Private school enrollment: Private school enrollment in Florida declined by 8.4 percent last year to end a string of steady growth since the 2010-2011 school year, according to a new report from the Florida Department of Education. The state counted 82 fewer schools, and private education’s share of the state’s total preK-12 enrollment dropped from 12.2 percent to 11.5 percent. Public school enrollment was also down last year, by 2.9 percent, while home education and Florida Virtual School both showed sharp gains. redefinED.

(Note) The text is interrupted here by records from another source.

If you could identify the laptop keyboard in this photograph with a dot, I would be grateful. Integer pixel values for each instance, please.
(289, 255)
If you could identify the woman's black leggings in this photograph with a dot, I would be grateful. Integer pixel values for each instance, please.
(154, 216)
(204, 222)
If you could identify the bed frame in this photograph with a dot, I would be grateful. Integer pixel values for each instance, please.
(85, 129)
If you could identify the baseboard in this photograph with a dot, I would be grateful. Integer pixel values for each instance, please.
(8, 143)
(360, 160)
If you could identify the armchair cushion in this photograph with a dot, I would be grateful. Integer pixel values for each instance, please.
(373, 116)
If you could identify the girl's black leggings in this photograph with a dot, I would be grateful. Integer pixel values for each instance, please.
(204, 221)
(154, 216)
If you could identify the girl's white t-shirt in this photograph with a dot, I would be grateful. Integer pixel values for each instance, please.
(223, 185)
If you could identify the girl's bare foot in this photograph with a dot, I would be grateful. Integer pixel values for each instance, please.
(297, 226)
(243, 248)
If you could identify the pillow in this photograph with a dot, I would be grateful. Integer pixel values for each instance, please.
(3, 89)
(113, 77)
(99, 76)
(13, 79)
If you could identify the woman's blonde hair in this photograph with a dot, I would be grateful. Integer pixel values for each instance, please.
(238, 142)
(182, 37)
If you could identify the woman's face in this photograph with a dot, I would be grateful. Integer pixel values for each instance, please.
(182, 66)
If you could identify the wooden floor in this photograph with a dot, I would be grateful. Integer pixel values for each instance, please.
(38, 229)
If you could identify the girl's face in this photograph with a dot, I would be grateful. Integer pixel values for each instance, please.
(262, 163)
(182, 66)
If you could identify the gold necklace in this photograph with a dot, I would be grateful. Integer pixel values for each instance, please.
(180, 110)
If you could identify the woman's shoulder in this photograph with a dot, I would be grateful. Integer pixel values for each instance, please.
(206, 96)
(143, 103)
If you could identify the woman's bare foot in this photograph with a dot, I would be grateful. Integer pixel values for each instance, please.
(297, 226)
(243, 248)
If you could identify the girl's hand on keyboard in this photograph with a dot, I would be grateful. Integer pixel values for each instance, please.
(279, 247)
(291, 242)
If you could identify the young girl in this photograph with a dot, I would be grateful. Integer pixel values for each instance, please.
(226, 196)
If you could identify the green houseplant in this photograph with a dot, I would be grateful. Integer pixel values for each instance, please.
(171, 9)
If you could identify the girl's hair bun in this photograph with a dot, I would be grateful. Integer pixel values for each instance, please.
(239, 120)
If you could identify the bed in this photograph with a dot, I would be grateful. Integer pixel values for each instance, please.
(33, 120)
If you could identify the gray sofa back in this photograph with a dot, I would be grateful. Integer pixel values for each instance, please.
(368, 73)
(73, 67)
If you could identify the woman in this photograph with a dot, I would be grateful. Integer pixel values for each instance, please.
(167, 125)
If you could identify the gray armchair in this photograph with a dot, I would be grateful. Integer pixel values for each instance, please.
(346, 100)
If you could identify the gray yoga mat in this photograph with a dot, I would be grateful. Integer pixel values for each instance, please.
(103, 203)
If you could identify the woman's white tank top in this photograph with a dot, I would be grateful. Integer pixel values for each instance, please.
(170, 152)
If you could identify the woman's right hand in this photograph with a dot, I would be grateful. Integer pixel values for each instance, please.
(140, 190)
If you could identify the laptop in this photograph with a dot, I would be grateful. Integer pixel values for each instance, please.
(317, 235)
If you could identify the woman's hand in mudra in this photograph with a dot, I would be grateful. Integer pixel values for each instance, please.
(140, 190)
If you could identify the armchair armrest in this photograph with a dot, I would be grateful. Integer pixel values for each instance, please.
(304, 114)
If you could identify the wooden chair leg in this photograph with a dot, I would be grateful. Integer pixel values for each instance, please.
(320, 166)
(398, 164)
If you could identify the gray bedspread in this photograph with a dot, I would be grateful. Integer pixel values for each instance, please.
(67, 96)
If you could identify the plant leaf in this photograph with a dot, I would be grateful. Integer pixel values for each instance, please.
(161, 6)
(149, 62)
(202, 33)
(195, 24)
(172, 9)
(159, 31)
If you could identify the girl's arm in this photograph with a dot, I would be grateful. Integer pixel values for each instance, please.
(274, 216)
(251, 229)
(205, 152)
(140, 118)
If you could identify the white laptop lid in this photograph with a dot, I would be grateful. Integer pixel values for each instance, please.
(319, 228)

Around the nation: About 1,600 U.S. children were hospitalized with the coronavirus last week, according to the Centers for Disease Control and Prevention. That’s the highest ever in a seven-day period and an increase of 27 percent over last week. Florida doctors said they’re also seeing an increase in the number of children in hospitals. Politico. Associated Press. U.S. Education Secretary Miguel Cardona said he supports mandatory vaccinations for teachers and other school employees. Politico. California has become the first state to require vaccinations or weekly COVID testing for all teachers and other school employees. NPR.
Education podcasts: Nevada state Sen. Heidi Gansert talks with Step Up For Students president Doug Tuthill about the growth of charter schools in her state, the expansion of the state’s tax credit scholarship in the last legislative session, and more. redefinED.
Opinions on schools: It’s refreshing to see local governments standing up to a governor who time and again has not only demonstrated a personal lack of interest in containing COVID-19, but a fierce determination to prevent anyone else from trying to save Floridians from sickness and death. Orlando Sentinel. Florida officials need to spend more time fighting the coronavirus instead of bullying school districts over mask mandates. Gainesville Sun. Since Gov. DeSantis seems to have such an aversion to modest public safety measures to protect against contracting COVID, would he and his family be willing to spend the first week or so of the school year embedded with a large public school system, 8 to 10 hours a day every day, mingling maskless with students, faculty and staff? Daniel Ruth, Tampa Bay Times. What must change in order for the adults in the room to say enough is enough? If it takes the voice of a kid, then I will scream it from the rooftops and I urge my fellow students to join me. We need students to return to school safely. We need to follow science. We need to wear masks to protect ourselves and others from transmitting the virus. Alana M. Nesser, Orlando Sentinel.